Comparing Graphic Coverage
On March 11, 2004, a coordinated series of 10 explosions on four commuter trains coming into Madrid, Spain during the morning rush hour killed 190 people and injured over 1,800. The Spanish government first charged the Basque separatist group ETA with the attacks, but later Al Qaeda claimed responsibility. On March 14, Spain's Socialist Party won an upset in the country's general election—voters turned on the government' in part for its handling of terrorism.
A photograph taken by Pablo Torres Guerrero of El Pais the morning of the bombing appeared on front pages around the world. El Pais, Madrid’s hometown paper, ran it as-is, huge, across the entire front page. (see below)
But editors elsewhere struggled with what to do about a bloody severed arm visible on the train tracks in the image (circled in red in the photo on the left).
In London, the Times, the Daily Telegraph, the Sun and the Daily Mail airbrushed the body part out, replacing it with stones. The Guardian (see below) changed its color from red to grey, making it almost impossible to identify. The Independent and the Daily Mirror, got around the problem by printing the image in black and white. “For most of us,” noted The Guardian, “the true awfulness of these scenes were edited out, deemed unfit to view.”
The Digital Journalist, the premiere online magazine for photographers, was appalled by the manipulation of Guerrero’s image. An editorial in its April edition said:
“Newspapers are supposed to present the news in an honest context. This was a news photograph. It was not a photographic illustration. If the newspapers felt that the photograph might cause readers distress, they had the option of using another one. This is a massive breach of journalistic ethics. You may not ‘clean up’ a news photograph to suit your audience…. If these newspapers are serious about credibility the editors who authorized this manipulation should be fired on the spot.”

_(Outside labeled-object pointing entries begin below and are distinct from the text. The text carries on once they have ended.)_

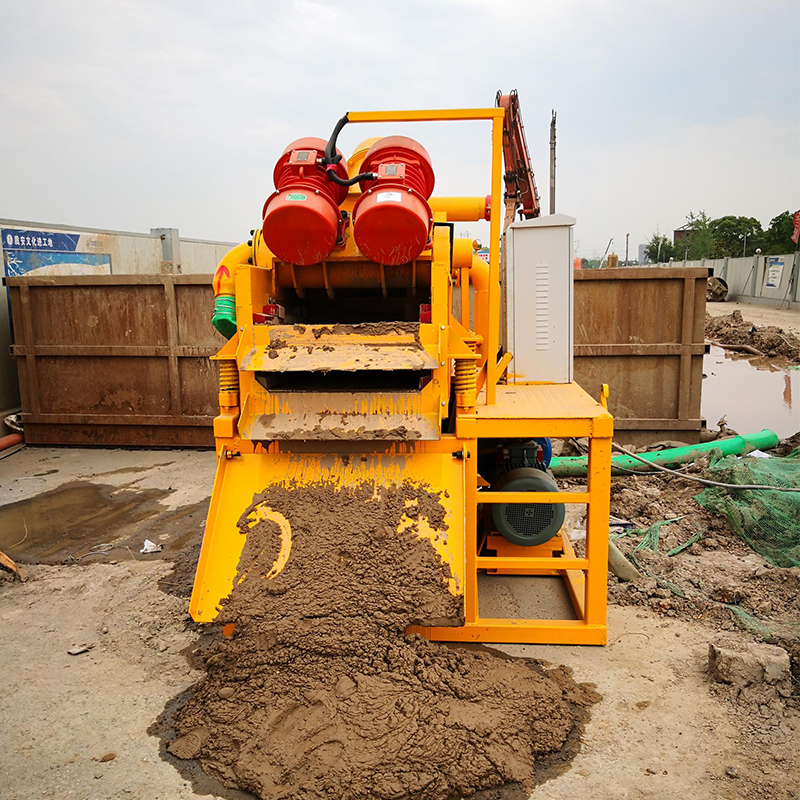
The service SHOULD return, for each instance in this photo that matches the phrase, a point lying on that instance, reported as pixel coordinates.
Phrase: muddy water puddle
(750, 392)
(67, 522)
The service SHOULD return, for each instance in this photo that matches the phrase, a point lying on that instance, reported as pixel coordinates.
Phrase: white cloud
(135, 114)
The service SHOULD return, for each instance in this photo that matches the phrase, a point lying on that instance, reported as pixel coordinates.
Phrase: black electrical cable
(330, 148)
(364, 176)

The News Photographer, the publication of the American National Press Photographers Association, also wrote an editorial about the manipulation of Guerrero’s photograph:
“An image must establish the truth and context of a newsworthy moment. An altered image is a lie. We believe that the public is ill served when elements within the frame are reduced or removed in an attempt to soften the horror of the moment. If one unaltered image is too graphic for public consumption, find another. One must not alter a graphic image in an attempt to protect public sensibilities. Removing a bloody body part from a photograph sends the public an untrue and unfortunate message. Removing a victim's remains from a photograph sends the message that someone who died is anonymous. Removing a person's blood-soaked limb from a photograph tells the public that someone who died is invisible. The victims of terrorism must never be anonymous. The victims of terrorism must never be invisible."
Other papers debated over running other photos. Different papers from different countries made different choices.
A very few felt the image that included the severed arm did not speak as powerfully to the terror of the event as a photograph of a dead woman, lying face up in the unrecognizable debris of a train car. (see left)
Others chose to focus on the survivors, and showed their readers images of young and clearly injured victims. (see below)
Other papers felt the scale of the attack was what mattered and they tried to emphasize the number of those killed by showing the mass of body bags lined up in a long row. (see above)
Still others were uncomfortable with focusing on either the survivors or the dead and instead highlighted the damage to the trains.
As these front pages demonstrate, editors from around the world made different choices about which photographs to run. Opinions differed about what to tell and show the public—and even about what was ethical to show. What one news outlet believed was appropriate or sufficient differed from what another believed was appropriate or sufficient.
Much of what the media cover in the news is violence and trauma—both the daily, pedestrian-level violence that rumbles constantly as well as the extreme brutality that can erupt, engulfing its victims, and at times entire nations and regions. Stories of awful pain and sadness need not only to be told but have to be seen and heard. Holding one’s hands over one’s ears and singing “La, La, La,” when learning of a diagnosis of cancer is not ultimately the best approach. It is far better to hear the diagnosis of the doctor and find out what she will prescribe for the best quality of life going forward.
Graphic coverage of violence needs to be tempered with thoughtful explorations of ways the public can manage their fears.
As the Madrid bombing shows, outlets struggle with how to tell these stories. How should they balance what their audiences can bear with what their audience needs to be told?